Nada más levantarse, y antes de desayunar, regó las plantas. Las tenía repartidas por toda la casa, en el alféizar de la ventana de su habitación, en el salón, por encima de las librerías, por el suelo, colgando del techo... Eran su única compañía. Le gustaban todas, los geranios, los helechos, tenía ficus de distintas variedades y cactus a cuál más raro. Cada día se pasaba horas cuidando que no hubiera ninguna hoja seca, que no tuvieran exceso de agua en la tierra, que les diera el sol sin quemarlas y abonarlas, si hacía falta.
Aquella mañana, después de vestirse con lo primero que encontró en el armario y mojarse el pelo oscuro y ralo con el peine, se fue al trabajo en su coche, que se resistía a arrancar siempre, pero que al final se movía, entre un ataque de asma del motor. El camino era corto pero pasaba por un atasco diario, mientras él escuchaba la radio sin apenas prestarle atención; el caso era escuchar una voz.
Todo transcurría como todos los días, sin sorpresas, hasta que se acercó su jefe, al que apenas veía, y le comunicó que tendría un puesto nuevo, por lo que tendrían que trasladarle de mesa. Él solo pronunció un "bueno" a media voz y se encontró acto seguido cambiando de sitio sus carpetas, su portalápices y la alfombrilla d el ratón, que era lo único que tenía allí, a diferencia de sus compañeros, que adornaban su puesto con fotos de las vacaciones, muñecos y recuerdos de Torrevieja que les había regalado la secretaria del jefe.
Tras la mudanza, se sentó en su nuevo puesto y contempló el panorama, mientras se encendía el ordenador; el grupo de amigas que desayunaba siempre en el bar de al lado, el que estaba apunto de jubilarse, detrás de sus gafas, sin levantar la vista de la pantalla, la jovencita que mascaba chicle y amenizaba el día con música horrible... De pronto la vista se fue irremediablemente a un armario sobre el que una de las compañeras tenía todo un vergel de plantas, cuyas hojas caían primorosamente, mostrando un verde luminoso. "Esas no la tengo", pensó, inquieto.
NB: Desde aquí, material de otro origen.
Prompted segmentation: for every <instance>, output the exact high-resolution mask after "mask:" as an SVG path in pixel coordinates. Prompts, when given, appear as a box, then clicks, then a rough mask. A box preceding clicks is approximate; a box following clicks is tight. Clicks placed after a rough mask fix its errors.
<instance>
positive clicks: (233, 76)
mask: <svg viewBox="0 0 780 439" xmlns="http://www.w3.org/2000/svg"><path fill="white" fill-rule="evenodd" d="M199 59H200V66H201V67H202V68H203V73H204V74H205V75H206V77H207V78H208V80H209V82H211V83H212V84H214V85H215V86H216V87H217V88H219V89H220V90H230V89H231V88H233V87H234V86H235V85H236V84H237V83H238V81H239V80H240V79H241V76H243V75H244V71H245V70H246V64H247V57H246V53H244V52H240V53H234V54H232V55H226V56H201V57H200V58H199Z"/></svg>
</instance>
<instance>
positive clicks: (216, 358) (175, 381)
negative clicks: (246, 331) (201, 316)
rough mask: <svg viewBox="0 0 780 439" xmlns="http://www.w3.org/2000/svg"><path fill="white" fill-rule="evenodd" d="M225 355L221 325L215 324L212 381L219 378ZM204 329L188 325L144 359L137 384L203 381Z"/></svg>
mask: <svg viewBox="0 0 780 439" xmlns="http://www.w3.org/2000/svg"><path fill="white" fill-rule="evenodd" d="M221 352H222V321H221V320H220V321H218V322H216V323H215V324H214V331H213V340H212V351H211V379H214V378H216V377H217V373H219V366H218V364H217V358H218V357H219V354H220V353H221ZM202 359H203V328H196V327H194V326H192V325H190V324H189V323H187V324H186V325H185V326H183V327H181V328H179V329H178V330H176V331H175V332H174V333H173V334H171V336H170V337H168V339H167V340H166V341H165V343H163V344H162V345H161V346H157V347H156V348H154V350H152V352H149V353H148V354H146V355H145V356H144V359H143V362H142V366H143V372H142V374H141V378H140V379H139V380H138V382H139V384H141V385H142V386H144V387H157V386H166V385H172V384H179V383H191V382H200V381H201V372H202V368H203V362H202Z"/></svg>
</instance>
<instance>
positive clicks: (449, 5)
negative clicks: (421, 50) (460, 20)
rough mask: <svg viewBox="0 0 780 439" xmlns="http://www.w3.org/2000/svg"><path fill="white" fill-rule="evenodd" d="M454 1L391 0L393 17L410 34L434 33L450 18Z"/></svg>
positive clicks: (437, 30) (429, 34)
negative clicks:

Pareció que aquellas plantas le llamaban a él, con su voz invisible. Le necesitaban, querían sus cuidados... La mañana pasó muy lentamente, amenizada con la música que salía del ordenador de la más joven de la oficina y él solo podía mirar aquellas plantas, y no la pantalla del ordenador. Apenas tecleó, y siguió con la mirada los movimientos de la dueña de aquellos seres preciosos. ¿Cómo podía dedicarles tan poco tiempo, no mirar si tenían suficiente agua? Se sentía indignado.
Cuando el reloj le anunció que ya era la hora, esperó, fingiendo que escribía, a que todos salieran de la oficina. "Es que estoy terminando una cosa", se justificó. Sus compañeros se fueron con una sonrisa de conmiseración, parloteando.
Una vez a solas, corrió hacia las plantas y contempló de cerca sus hojas, brillantes, de un verde vivo; no había exceso de agua en la tierra, pero las necesitaba, ellas le necesitaban a él, que las quería más que su propia dueña, necesitaban compartir un espacio donde fueran admiradas, y no quedarse encerradas en esa horrible oficina. Miró a su alrededor y tras comprobar una vez más que estaba solo, cogió las macetas y corrió hacia la puerta, sin importarle cruzarse por un pasillo con alguien.
Llegó a su coche y huyó con sus protegidas, conduciendo frenéticamente hasta su casa. Una vez allí, las colocó sobre la mesa del comedor. "No podía dejaros ahí, no era un lugar para vosotras", pensó, observando cómo quedaban en medio de un auténtico jardín botánico. A la mañana siguiente, ocupó su lugar, en frente del armario en el que sus nuevas plantas habían estado y cuando su compañera descubrió su falta, comenzó a protestar. "Yo no vi nada ayer", dijo él, con el rostro inexpresivo. "Habrá sido la de la limpieza", dijo alguien. La mañana transcurrió entre comentarios sobre el robo de las plantas, pero él no pudo evitar sonreír. Había hecho justicia.